Crypto-Related Cybercrime Saw 30% Increase in 2021: Chainalysis


Blockchain analysis firm Chainalysis said a 30% increase in cryptocurrency-related cybercrime last year from 2020.

In a report, Chainalysis stated that cybercriminals laundered $8.6 billion in cryptocurrencies last year, and overall they have laundered more than $33 billion worth of crypto since 2017.

Most of the total overtime have to centralized exchanges, the report added.

The rise in money laundering in 2021 is credited to the significant growth of both legitimate and illegal crypto activity last year.

According to Blockchain.News, Chainalysis’ s recent report also stated that hackers had been actively stealing smaller amounts of cryptocurrency from individual users using malware available on the internet or darknet over the last few years.

For individual hacking users, hackers use malware strains available on the darknet mainly to take a “spray-and-pray” approach which allows them to spam millions of potential victims and steal smaller amounts. They do so by tricking individuals into downloading the malware.

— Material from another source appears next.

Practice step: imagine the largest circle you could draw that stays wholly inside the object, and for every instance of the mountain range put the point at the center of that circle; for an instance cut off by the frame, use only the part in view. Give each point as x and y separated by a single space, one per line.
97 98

Money launderers disguise the origin of illegally generated money by transferring it to legitimate businesses.

According to Chainalysis, about 17% of $8.6 billion laundered went to decentralized finance applications. These applications facilitate crypto-related financial transactions outside of traditional banks.

Meanwhile, the report stated that mining pools, high-risk exchanges, and mixers also saw substantial increases in value received from illicit addresses.

Recently, OpenSea, the world’s largest Non-fungible Tokens (NFTs) marketplace place has been reportedly hacked for 332 ETH. Some bugs were found in the front end of OpenSea. The cause of the hacking was reportedly due to the platform allowing users to buy popular NFTs at their previous listing price.

According to Reuters, mixers typically combine potentially identifiable or tainted cryptocurrency funds with others so as to conceal the trail to the fund’s original source.

The Chainalysis report also stated that wallet addresses associated with theft sent just under half of their stolen funds to decentralized finance platforms.